On Sunday afternoon a group of them gathered to see another one of these majestic birds released back into the wild.
Raptor Rehabilitation Center volunteer Karen Roush had her hands full on Sunday afternoon as she prepared to release a bald eagle named General back into the wild.
General was the unfortunate victim of a trap set for another kind of animal.
"We do get quite a few eagles that have been in a trap and it pretty much destroys the leg," Roush said. "But we were very fortunate with this one, all it did was damage a little soft tissue and so we were able to fix that and release him."
But while in rehab, General had to prove that he was ready to fly free again.
"In the flight complex they also have to be able to find their food," Roush said. "We don't just hand it to them.

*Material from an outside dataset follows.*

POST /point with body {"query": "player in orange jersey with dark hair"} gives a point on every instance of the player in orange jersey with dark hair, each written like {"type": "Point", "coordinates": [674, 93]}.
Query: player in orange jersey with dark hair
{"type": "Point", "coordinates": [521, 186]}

They need to be able to find it and to grasp it and hold it down and then bring their beak down and be able to tear it up before they're released."
As part of the ceremony, General received a Native American blessing from Leslie Haslem.
She is member of the Standing Bear Council and goes by the name of Raven Woman who sees through the Mists.
She explains the importance of the blessing.
"It helps put a lot of positive energy around him," Haslem said. "It also keeps him in the healing mode that he will be protected. The smudge itself is our cleansing for all Native Americans, we do that for many of our ceremonies. We cleanse ourselves first and it releases the good energies that they need and that we need to bring into ourselves."
After the blessing came the time that everyone had been waiting for, especially General himself.
With a count of 1, 2, 3 Karen Roush threw open her arms and General unfolded his wings and took to the sky.
He flew straight up, turned to the left and disappeared inside a large group of trees near the riverside.
Despite the joy of this moment, Karen Roush also had an important message for Tri-State hunters.
She says that like General, many eagles are severely injured or die from injuries because of traps or flying into fences.
But one of the biggest killers of eagles is lead poisoning from the animals carcasses they feed on.
"The eagles are finding these carcasses that still have the gun pellet in them," Roush said. "They ingest it and then they have lead poisoning. That's a big problem with this. So we're trying to get the word out to people. If you do hunt, make sure you take the whole carcass with you. Don't just leave it lay around."
Roush says that many eagles with lead poisoning do not survive.